Rational Irrationality

How apparently irrational or heuristic behavior in humans may actually reflect rational or adaptive decision strategies under conditions of uncertainty?

Utilizing Bayesian ideal-observer models, we have shown rational inference and decision-making naturally give rise to apparently sub-optimal behavior in a variety of classical psychology paradigms, including the widely observed tendency of humans to show apparently superstitious sequential effects in 2-alternative forced choice tasks (Yu & Cohen, 2009; Ma & Yu, 2015; Ryali & Yu, 2018), to allocate choice preferences using matching rather than maximizing (optimal) in active sensing (Yu & Huang, 2014), to exhibit grouping effects in visual crowding (Zhang, Song, & Yu, 2015), and to alter relative preferences for consumer products in the presence/absence of other options (Shenoy & Yu, 2013).

Kahneman and Tversky's Prospect Theory

The last of these phenomena contributed to Kahneman and Tversky’s Prospect Theory, which explains human decision-making behavior largely in terms of heuristics and biases; our work showed that there is no need to invoke an ad hoc euristic explanation, since such contextual effects are natural consequences of using the available options as a means of gaining information about the market environment.

We have also found that humans are systematically devalue unchosen options and over-estimate environmental volatility, in the multi-armed bandit task, but the two suboptimalities together, along with a simplistic softmax decision policy, compensate for one another and result in near optimal performance (Guo & Yu, 2018), an insight that might also prove useful for guiding AI systems to efficiently negotiate exploration-exploitation tradeoffs.

Related Papers

  • Yu, A J & Cohen, J D (2009).
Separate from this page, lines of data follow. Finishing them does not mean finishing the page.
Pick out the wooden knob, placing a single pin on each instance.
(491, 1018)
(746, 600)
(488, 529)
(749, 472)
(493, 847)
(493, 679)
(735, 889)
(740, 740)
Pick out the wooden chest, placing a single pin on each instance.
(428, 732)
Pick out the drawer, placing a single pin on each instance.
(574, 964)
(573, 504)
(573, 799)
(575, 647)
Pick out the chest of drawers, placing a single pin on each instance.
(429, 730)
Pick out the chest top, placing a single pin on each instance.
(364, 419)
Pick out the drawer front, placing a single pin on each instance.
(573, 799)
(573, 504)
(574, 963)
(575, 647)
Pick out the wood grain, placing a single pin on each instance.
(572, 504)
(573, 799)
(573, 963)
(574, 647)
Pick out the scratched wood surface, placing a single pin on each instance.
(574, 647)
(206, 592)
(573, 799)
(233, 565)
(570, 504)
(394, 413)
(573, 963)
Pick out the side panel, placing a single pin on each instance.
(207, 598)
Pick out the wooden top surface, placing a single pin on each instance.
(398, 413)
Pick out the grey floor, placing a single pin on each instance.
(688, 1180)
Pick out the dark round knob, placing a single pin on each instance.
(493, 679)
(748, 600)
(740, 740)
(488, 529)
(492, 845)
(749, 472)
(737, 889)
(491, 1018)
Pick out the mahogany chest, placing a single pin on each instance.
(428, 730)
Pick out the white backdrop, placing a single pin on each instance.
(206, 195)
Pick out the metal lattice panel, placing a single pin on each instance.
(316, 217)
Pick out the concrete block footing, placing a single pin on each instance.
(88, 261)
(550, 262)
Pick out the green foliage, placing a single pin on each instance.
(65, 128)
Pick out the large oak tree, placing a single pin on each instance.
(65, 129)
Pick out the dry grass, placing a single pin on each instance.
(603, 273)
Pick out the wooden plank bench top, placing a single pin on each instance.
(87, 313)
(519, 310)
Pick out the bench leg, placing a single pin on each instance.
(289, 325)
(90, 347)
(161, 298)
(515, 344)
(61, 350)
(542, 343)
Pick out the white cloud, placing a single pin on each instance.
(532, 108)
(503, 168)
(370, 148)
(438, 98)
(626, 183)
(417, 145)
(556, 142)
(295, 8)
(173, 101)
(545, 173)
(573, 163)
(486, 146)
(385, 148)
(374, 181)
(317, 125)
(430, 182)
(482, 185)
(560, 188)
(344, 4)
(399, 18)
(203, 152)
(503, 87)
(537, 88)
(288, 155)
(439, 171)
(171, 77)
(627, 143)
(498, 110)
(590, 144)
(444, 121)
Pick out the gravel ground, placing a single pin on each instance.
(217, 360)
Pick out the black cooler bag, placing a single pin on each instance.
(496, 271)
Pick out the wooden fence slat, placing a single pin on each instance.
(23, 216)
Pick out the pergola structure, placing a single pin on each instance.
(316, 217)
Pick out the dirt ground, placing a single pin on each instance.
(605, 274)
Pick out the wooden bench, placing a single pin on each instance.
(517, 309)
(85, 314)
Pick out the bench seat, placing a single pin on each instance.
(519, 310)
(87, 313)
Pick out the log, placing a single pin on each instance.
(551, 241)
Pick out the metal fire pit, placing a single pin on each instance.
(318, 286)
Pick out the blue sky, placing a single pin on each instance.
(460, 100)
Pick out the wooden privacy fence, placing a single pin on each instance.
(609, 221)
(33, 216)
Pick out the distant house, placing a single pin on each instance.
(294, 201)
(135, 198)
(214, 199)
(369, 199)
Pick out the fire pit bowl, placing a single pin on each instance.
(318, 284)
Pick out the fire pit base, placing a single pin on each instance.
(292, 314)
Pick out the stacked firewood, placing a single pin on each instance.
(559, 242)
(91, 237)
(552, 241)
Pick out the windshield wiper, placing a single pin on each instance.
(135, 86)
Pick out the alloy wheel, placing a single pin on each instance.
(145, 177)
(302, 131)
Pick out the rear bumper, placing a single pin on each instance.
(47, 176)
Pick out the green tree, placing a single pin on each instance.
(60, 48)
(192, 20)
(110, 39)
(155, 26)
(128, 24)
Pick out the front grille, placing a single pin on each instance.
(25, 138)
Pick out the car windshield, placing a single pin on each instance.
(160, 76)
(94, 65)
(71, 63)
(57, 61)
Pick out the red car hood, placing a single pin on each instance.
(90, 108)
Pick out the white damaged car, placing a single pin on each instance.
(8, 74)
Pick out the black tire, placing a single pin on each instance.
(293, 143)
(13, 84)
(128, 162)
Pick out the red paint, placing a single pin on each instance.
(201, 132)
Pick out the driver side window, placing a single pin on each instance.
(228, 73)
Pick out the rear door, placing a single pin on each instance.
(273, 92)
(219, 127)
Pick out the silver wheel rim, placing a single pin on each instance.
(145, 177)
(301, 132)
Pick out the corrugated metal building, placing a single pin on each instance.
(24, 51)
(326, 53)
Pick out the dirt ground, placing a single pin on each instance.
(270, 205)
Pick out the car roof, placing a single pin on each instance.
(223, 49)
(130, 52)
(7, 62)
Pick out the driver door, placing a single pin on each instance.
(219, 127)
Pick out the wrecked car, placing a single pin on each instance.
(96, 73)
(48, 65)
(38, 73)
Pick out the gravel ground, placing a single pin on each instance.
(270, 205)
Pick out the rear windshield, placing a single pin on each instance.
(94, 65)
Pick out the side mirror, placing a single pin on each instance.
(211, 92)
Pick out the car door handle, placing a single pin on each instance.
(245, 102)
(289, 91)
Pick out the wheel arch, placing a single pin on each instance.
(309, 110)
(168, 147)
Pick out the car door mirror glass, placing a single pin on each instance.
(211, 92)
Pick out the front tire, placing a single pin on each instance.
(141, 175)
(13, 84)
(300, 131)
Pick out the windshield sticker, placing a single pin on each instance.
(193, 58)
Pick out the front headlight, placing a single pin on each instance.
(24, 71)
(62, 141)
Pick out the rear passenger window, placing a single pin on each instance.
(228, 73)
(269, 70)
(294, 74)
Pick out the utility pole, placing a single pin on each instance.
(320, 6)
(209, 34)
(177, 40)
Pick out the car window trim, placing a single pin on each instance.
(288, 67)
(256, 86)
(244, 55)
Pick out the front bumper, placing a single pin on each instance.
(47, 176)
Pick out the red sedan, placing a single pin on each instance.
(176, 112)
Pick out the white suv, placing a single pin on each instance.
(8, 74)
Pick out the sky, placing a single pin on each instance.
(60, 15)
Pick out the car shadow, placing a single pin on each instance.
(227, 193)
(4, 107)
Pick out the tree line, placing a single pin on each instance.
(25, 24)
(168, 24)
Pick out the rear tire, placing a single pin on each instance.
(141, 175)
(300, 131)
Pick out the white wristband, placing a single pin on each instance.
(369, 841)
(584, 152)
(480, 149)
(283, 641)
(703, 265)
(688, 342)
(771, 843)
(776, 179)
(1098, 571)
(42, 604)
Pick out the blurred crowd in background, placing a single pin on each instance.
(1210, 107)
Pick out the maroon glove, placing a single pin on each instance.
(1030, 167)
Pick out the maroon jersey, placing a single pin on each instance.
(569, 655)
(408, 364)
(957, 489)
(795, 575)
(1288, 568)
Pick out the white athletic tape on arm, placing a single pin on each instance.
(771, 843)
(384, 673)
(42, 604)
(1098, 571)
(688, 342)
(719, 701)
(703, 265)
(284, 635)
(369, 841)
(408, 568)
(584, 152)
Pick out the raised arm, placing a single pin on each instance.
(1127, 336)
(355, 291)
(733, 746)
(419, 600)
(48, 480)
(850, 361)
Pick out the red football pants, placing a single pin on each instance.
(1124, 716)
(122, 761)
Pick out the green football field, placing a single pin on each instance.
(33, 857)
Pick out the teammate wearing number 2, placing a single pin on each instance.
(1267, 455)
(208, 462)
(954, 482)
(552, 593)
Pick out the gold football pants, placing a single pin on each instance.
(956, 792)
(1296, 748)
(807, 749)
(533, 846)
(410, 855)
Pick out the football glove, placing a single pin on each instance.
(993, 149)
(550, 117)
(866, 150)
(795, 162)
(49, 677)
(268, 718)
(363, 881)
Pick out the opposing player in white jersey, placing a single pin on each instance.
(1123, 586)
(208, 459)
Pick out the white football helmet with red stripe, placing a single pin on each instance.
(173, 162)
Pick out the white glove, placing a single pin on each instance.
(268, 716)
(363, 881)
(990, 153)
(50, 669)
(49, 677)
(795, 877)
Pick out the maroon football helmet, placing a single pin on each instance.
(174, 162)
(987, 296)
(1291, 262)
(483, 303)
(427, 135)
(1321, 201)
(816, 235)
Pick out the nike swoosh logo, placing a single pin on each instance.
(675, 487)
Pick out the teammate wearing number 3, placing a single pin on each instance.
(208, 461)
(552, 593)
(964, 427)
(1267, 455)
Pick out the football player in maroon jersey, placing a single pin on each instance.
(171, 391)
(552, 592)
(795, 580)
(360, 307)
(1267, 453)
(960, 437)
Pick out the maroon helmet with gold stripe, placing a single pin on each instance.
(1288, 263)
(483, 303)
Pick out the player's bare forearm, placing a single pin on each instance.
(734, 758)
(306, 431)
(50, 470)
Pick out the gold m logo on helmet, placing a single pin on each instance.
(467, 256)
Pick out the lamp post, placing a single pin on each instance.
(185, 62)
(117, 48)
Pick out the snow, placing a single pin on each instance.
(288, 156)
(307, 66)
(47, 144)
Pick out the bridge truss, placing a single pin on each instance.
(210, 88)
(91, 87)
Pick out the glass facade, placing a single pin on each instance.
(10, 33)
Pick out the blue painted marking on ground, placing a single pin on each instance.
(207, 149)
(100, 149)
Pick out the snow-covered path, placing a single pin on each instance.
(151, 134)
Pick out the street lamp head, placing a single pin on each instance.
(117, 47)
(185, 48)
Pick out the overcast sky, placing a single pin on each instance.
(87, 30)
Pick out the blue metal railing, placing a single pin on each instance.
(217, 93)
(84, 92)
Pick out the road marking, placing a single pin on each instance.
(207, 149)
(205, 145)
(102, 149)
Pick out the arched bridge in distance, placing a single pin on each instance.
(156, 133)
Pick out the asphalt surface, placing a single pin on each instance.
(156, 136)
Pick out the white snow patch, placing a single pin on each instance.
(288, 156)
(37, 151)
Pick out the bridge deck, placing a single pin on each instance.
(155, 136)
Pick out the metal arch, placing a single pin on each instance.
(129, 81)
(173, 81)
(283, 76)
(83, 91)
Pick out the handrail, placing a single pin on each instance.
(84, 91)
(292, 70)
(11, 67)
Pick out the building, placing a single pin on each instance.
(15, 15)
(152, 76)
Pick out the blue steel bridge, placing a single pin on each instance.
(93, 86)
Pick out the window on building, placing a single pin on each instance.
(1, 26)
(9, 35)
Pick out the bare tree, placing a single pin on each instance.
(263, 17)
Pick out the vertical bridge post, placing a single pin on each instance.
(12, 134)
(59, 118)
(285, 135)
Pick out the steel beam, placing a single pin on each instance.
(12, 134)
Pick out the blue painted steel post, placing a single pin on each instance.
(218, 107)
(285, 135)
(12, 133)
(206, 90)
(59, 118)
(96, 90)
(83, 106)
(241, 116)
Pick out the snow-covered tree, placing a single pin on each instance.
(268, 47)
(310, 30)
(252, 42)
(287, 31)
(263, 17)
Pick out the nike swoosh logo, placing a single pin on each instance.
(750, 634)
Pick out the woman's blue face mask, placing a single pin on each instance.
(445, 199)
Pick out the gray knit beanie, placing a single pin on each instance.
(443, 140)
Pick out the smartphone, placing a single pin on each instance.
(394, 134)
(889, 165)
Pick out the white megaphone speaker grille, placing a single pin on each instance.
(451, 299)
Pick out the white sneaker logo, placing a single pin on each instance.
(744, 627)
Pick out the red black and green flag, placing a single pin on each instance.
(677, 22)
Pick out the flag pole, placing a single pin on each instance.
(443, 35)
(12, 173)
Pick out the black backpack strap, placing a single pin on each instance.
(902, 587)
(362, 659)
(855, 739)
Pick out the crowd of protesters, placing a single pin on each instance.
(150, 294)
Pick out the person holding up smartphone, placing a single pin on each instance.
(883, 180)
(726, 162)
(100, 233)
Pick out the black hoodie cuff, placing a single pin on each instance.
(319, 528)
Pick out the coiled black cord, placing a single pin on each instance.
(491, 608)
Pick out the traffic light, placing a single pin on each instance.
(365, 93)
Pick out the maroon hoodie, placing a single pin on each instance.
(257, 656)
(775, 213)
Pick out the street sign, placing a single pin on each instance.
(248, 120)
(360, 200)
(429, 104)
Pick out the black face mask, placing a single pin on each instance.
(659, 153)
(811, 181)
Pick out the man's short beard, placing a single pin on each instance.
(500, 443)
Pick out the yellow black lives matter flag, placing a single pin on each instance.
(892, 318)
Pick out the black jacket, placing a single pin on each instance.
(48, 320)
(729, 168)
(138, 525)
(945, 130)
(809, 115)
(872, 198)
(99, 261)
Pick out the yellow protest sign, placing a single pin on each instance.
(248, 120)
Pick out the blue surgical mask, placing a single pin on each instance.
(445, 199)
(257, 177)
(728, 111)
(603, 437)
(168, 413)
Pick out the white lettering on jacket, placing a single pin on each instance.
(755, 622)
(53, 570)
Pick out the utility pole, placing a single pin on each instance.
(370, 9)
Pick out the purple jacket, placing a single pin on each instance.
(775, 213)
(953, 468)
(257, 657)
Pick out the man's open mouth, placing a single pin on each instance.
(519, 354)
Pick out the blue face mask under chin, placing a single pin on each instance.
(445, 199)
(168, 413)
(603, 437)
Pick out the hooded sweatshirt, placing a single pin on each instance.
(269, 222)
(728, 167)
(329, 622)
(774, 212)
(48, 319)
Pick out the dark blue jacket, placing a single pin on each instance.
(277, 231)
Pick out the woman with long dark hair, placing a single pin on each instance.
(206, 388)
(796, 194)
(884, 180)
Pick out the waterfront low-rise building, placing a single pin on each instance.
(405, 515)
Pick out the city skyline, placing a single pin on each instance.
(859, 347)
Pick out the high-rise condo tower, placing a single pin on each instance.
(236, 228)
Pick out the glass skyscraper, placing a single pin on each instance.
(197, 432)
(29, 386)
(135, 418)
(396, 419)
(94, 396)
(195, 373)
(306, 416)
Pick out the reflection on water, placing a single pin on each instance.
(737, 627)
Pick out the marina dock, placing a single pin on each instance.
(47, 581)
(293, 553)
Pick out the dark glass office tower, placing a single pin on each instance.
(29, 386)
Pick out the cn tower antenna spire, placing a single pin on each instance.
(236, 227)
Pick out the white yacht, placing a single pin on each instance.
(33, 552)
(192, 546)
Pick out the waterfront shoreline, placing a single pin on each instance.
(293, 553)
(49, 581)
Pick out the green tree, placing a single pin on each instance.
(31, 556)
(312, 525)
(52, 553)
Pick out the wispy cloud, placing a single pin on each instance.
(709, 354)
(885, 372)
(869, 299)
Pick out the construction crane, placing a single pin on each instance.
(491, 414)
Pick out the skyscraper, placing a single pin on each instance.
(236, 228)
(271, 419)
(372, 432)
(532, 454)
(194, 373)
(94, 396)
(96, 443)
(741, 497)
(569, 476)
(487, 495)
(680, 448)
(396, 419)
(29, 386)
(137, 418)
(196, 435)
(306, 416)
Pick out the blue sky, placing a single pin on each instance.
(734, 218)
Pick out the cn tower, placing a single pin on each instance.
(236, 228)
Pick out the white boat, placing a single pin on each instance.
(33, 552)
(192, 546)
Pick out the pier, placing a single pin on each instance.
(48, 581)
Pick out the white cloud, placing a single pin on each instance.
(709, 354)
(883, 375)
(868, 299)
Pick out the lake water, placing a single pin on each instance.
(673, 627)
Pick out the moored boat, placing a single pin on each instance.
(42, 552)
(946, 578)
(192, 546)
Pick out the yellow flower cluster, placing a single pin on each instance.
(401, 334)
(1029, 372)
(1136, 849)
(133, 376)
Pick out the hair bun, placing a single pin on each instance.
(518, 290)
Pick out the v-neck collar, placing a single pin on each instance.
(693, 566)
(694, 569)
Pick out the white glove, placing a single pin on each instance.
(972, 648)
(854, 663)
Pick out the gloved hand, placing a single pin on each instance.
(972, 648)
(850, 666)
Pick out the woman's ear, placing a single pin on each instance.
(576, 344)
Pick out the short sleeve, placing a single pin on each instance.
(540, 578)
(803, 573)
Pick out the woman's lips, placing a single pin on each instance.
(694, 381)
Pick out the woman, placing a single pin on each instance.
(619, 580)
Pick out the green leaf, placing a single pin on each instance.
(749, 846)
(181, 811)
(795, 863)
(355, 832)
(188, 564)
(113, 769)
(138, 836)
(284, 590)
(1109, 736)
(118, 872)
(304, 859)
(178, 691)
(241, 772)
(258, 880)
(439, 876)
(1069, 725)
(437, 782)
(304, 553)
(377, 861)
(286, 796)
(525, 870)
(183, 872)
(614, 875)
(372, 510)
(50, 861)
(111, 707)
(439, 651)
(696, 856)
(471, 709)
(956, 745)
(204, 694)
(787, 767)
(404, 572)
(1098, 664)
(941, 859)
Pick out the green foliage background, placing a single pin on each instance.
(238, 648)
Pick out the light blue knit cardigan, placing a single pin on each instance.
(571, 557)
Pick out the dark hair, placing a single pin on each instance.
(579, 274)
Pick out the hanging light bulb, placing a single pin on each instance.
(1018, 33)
Sequential effects: Superstition or rational behavior? Advances in Neural Information Processing Systems 21: 1873-1880.
  • Shenoy, P & Yu, A J (2013). A rational account of contextual effects in preference choice: What makes for a bargain? Proceedings of the Thirty-Fifth Annual Conference of the Cognitive Science Society.
  • Yu, A J & Huang, H (2014). Maximizing masquerading as matching: Statistical learning and decision-making in choice behavior. Decision, 1 (4): 275-287.
  • Zhang, S, Song, M, & Yu, A J (2015). Bayesian hierarchical model of local-global processing: Visual crowding as a case-study. Proceedings of the Cognitive Science Society Conference.
  • Ma, N & Yu, A J (2015). Statistical learning and adaptive decision-making underlie human response time variability in inhibitory control. Frontiers in Psychology, 6 (1046).
  • Ryali, C, Reddy, G, Yu, A J (2018). Demystifying excessively volatile human learning: A Bayesian persistent prior and a neural approximation. Advances in Neural Information Processing Systems. Cambridge, MA: MIT Press.
  • Guo, D, Yu, A J (2018). Why so gloomy? A Bayesian explanation of human pessimism bias in the multi-armed bandit task. Advances in Neural Information Processing Systems. Cambridge, MA: MIT Press.